Sunday, October 12, 2014

The Last Olympian

Percy Jackson and the Olympians, Book 5

by Rick Riordan

This is my favorite of the Percy Jackson books. It's mostly fighting and only minimal amounts of Percy being a dumb teenage boy. I recognize that, when your protagonist is a teenager, there are going to have to be some things that they don't understand, even though they're painfully obvious to the rest of us. This is a large part of the reason that I'm kind of having a hard time with YA right now. I can't stand all of the "Why is that person being nice to me?" "Why can't I stop thinking about so-and-so?" "What if I die a virgin?"

OK, so that last one isn't usually included in YA books (explicitly, but it is a valid concern for most of them). The point is that I spent enough time living in a whiny, confused teenager's head, and I really have no desire to go back.

I think Harry Potter did this well because we weren't actually inside his head.
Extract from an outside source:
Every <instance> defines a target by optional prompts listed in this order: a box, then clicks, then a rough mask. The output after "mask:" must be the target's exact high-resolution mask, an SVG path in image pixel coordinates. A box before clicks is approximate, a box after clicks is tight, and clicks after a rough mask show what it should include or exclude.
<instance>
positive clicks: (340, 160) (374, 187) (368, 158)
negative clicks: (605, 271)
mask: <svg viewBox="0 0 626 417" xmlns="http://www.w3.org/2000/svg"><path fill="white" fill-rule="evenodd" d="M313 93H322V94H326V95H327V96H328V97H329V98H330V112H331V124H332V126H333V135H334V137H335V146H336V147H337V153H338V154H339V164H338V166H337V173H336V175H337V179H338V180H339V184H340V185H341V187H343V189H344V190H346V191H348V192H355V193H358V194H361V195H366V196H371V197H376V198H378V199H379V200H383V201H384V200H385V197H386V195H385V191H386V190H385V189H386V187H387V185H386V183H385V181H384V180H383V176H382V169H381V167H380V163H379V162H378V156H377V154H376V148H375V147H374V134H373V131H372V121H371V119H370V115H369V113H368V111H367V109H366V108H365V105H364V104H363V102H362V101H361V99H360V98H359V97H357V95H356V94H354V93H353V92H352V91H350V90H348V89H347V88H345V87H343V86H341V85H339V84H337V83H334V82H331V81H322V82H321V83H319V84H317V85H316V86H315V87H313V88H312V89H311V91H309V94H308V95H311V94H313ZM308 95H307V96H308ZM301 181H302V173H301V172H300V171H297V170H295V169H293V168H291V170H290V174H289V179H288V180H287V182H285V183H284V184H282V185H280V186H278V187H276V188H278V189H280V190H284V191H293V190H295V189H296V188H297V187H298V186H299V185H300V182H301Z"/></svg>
It was told from third person limited, rather than first person, so we got that Harry was confused about girls and stuff without having to hear all of the "But, whyyyyyyyyy?"



Riordan also needs to seriously stop using anything other than he said/she said. There was a time when I thought I would never write that, but here I am: a convert. Everyone's asking and insisting and arguing are so painfully obvious that there really is no need spell it all out for the reader. While I'm on the topic, Riordan's dialogue is pretty weak. Most of the time it feels very forced and stunted, often like he's trying too hard to be funny or poignant or whatever, when he needs to just let the moment be what it is. I realize he's writing for a younger crowd, but still, give them some credit.

OK, now that that's out of the way, I can talk about what I liked about this book. Mostly, the battles. I had so much fun watching New York get torn to shreds - again. That poor city gets so much abuse in our media. The gods are as snarky as ever, and I love them for it. I liked the idea of Demeter as the annoying mother-in-law, but I wish Persephone could say something other than "Mother!" Once is funny. Twice is pushing it. Three is beating the dead horse with a stick. She said it at least four times.

I'm still not sure how I feel about the fulfillment of the prophecy. Obviously, I knew that Percy couldn't die, being the narrator and all, although other YA books have been known to kill off their main characters, so I guess that didn't necessarily mean he was safe. It's just that Riordan spent five books building up to this moment, and in the end it passed without Percy (or the reader) even being aware of it.

I think that part of the anti-climactic feeling comes from the fact that the reader always knew that Percy was going to choose the side of the Olympians, and I'm not sure how I feel about that. On the one hand, it made it easier for the reader to know who to root for, even when the gods weren't at their best. On the other hand, I think it would have been more interesting to watch Percy struggle with that decision more and leave the reader guessing.

Then again, this is YA fiction, and black-and-white good and evil sides are kind of par for the course.